А тут бац! У нас будет ребенок. У нас. Параллельные прямые вдруг опять пересеклись. Откуда берется-то это «нас», если мы с ним чужие люди? И это тоже решать надо.
— Ты к родителям или к бабушке?
— К родителям… Хочу им сказать все.
— Сегодня?
— А чего тянуть? Скоро сами все поймут… — хочется еще добавить, что не только они, весь остальной мир тоже, но об этом даже думать страшно.
— С тобой пойти?
— Нет… Так им только мой труп придется прятать, — пытаюсь шутить я. Но Сашке не смешно. Впрочем, мне тоже.

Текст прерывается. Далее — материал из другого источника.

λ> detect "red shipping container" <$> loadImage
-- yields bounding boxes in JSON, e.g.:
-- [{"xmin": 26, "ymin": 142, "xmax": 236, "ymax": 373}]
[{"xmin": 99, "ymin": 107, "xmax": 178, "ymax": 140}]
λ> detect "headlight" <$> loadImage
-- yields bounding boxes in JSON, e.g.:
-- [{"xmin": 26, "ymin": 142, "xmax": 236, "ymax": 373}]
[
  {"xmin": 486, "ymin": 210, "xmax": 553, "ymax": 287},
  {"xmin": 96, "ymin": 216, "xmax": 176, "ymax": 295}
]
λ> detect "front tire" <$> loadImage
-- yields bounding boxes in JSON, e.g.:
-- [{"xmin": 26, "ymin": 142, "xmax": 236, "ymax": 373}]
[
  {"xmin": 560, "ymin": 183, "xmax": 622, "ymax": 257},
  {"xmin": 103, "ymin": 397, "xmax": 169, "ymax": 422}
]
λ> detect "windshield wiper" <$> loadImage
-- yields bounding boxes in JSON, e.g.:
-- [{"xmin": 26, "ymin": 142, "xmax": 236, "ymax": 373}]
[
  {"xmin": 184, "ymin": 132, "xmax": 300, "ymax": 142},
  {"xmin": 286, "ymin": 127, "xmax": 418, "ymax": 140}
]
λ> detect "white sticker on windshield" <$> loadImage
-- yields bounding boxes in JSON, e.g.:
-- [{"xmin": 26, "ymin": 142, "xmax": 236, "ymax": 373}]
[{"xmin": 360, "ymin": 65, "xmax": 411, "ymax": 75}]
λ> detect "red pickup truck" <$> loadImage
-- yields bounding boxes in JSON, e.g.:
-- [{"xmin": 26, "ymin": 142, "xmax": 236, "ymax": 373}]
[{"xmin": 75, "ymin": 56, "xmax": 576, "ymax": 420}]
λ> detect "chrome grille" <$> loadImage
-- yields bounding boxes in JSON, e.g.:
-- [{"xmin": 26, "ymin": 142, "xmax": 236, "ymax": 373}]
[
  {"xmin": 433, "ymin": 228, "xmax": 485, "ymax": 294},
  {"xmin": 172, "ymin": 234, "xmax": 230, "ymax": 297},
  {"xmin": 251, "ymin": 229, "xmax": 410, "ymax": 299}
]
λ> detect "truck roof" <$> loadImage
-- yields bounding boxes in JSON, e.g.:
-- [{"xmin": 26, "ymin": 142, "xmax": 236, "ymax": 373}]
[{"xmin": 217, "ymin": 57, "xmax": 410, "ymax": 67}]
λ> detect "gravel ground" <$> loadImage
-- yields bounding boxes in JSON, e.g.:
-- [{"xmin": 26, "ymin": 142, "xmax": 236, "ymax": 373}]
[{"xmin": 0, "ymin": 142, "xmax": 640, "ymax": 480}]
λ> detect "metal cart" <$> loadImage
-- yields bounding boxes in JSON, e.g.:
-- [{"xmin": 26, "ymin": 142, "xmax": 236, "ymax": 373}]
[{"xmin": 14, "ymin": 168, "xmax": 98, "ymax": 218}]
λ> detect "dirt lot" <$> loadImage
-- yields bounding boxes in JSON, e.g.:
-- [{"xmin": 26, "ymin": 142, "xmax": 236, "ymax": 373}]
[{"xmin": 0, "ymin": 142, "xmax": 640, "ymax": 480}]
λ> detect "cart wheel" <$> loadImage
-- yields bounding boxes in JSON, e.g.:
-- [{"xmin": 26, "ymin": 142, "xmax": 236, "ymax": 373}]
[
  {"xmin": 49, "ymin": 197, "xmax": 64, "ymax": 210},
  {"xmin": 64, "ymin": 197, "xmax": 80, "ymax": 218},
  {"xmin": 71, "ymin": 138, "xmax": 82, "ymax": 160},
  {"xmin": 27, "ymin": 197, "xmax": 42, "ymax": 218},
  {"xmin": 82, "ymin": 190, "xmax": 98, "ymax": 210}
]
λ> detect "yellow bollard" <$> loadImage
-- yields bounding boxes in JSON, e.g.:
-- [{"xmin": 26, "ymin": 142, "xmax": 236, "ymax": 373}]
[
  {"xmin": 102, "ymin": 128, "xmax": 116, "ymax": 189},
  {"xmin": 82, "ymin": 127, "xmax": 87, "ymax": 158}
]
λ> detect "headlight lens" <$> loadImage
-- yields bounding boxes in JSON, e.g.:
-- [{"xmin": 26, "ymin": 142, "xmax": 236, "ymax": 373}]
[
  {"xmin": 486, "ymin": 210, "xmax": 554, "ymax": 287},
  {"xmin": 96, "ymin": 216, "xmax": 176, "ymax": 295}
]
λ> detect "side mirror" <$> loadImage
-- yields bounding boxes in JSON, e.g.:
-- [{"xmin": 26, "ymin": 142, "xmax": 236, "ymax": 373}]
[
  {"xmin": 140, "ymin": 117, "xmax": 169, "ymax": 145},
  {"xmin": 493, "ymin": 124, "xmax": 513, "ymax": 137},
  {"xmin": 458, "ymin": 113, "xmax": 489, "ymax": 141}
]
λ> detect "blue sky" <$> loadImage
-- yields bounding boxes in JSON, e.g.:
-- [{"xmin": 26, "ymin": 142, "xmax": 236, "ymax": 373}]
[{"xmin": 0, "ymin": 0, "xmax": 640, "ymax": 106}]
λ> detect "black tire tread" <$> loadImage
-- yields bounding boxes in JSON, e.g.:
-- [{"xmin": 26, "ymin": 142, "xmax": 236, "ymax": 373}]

Он провожает меня до родительского дома. Мы стоим у подъезда, надо как-то попрощаться, а что сказать, непонятно. Простым: «Ну все, до завтра», — здесь не отделаешься. Так и топчемся на улице. Потом Сашка все-таки решается:
— Сань, я своим тоже все сегодня расскажу.
— Ты не обязан.
— Обязан.
На этом и расходимся.
Родители дома, впрочем, бабуля обнаруживается здесь же. Все веселые и радостно возбужденные.
— О, Шурка, пришла, — кричит папа. — Ты же вроде бы в гостях собиралась ночевать?
— Так вышло, — бурчу себе под нос я. Словно репетирую свои оправдательные речи.
— А ты чего хмурая?
— Сережа, отстань от ребенка! Дай сначала раздеться, — выглядывает их кухни мама. — Санька, раздевайся, сейчас ужинать будем. У нас сегодня повод!
— Какой?
— Сначала раздевайся, руки мой, потом обсудим.
Раздеваюсь и разуваюсь я медленно, а в ванной так вообще зависаю. По возможности оттягивая момент выхода на кухню.
— Шура! — зовет папа. Непроизвольно морщусь, ненавижу этот вариант имени, но с папой не спорю.
Семейство мое сидит за праздничным столом, я сажусь на табуретку и пытаюсь оценить, как мой желудок отреагирует на такое количество запахов. Вроде бы пока молчит.